Kecurangan ini dapat bersifat financial atau kecurangan non financial.
2. Penyalahgunaan aset (Asset Misappropriation)
Penyalahagunaan aset dapat digolongkan ke dalam ‘Kecurangan Kas’
dan ‘Kecurangan atas Persediaan dan Aset Lainnya’, serta
pengeluaran-pengeluaran biaya secara curang (fraudulent
disbursement).
3. Korupsi (Corruption)
Korupsi dalam konteks pembahasan ini adalah korupsi menurut ACFE,
bukannya pengertian korupsi menurut UU Pemberantasan TPK di
Indonesia. Menurut ACFE, korupsi terbagi ke dalam pertentangan
kepentingan (conflict of interest), suap (bribery), pemberian illegal
(illegal gratuity), dan pemerasan (economic extortion).
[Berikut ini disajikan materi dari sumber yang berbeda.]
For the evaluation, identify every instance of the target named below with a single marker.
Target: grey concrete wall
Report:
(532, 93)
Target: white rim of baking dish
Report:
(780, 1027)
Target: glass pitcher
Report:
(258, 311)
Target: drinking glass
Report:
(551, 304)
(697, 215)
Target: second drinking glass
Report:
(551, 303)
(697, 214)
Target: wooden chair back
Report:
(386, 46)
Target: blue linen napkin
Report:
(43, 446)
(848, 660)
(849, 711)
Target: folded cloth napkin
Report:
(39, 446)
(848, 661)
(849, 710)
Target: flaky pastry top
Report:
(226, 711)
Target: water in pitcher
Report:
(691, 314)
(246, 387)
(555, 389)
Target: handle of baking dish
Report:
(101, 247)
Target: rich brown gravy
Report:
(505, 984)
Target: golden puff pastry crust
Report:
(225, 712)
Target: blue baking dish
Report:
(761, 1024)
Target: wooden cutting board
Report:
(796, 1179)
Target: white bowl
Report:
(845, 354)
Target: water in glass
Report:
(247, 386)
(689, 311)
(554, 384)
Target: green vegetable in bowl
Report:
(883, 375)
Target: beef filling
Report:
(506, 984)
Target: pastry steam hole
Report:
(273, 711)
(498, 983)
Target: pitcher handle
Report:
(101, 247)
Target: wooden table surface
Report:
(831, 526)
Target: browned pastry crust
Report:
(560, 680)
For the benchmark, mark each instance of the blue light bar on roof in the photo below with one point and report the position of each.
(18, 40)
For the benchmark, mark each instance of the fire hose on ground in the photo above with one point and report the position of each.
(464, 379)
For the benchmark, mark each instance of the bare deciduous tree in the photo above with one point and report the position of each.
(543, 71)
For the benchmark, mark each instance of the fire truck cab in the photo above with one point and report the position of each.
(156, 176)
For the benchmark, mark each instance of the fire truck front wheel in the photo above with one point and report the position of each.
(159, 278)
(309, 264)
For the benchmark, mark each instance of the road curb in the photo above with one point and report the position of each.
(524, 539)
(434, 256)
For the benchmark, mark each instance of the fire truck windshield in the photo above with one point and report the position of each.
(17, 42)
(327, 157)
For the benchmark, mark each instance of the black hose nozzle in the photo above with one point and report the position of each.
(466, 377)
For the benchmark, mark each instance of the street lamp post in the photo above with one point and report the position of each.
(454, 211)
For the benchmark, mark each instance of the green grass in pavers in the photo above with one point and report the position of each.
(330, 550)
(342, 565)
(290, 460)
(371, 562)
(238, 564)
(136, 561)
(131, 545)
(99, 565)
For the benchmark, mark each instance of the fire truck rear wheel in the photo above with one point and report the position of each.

Pada dasarnya kecurangan sering terjadi pada suatu suatu entitas apabila :

a. Pengendalian intern tidak ada atau lemah atau dilakukan dengan


longgar dan tidak efektif.

b. Pegawai dipekerjakan tanpa memikirkan kejujuran dan integritas


mereka.

c. Pegawai diatur, dieksploitasi dengan tidak baik, disalahgunakan


atau ditempatkan dengan tekanan yang besar untuk mencapai
sasaran dan tujuan keuangan yang mengarah tindakan
kecurangan.

d. Model manajemen sendiri melakukan kecurangan, tidak efsien dan


atau tidak efektif serta tidak taat terhadap hukum dan peraturan
yang berlaku..

e. Pegawai yang dipercaya memiliki masalah pribadi yang tidak dapat


dipecahkan , biasanya masalah keuangan, kebutuhan kesehatan
keluarga, gaya hidup yang berlebihan.

f. Industri dimana perusahaan menjadi bagiannya, memiliki sejarah


atau tradisi kecurangan.
Untuk hal tersebut , kecurangan yang mungkin terjadi harus dicegah atau
diatasi antara lain dengan cara –cara berikut :

1) Membangun struktur pengendalian intern yang baik

Dengan semakin berkembangnya suatu perusahaan, maka tugas


manajemen untuk mengendalikan jalannya perusahaan menjadi semakin
berat. Agar tujuan yang telah ditetapkan top manajemen dapat dicapai,
keamanan harta perusahaan terjamin dan kegiatan operasi bisa dijalankan
secara efektif dan efisien, manajemen perlu mengadakan struktur
pengendalian intern yang baik dan efektif mencegah kecurangan.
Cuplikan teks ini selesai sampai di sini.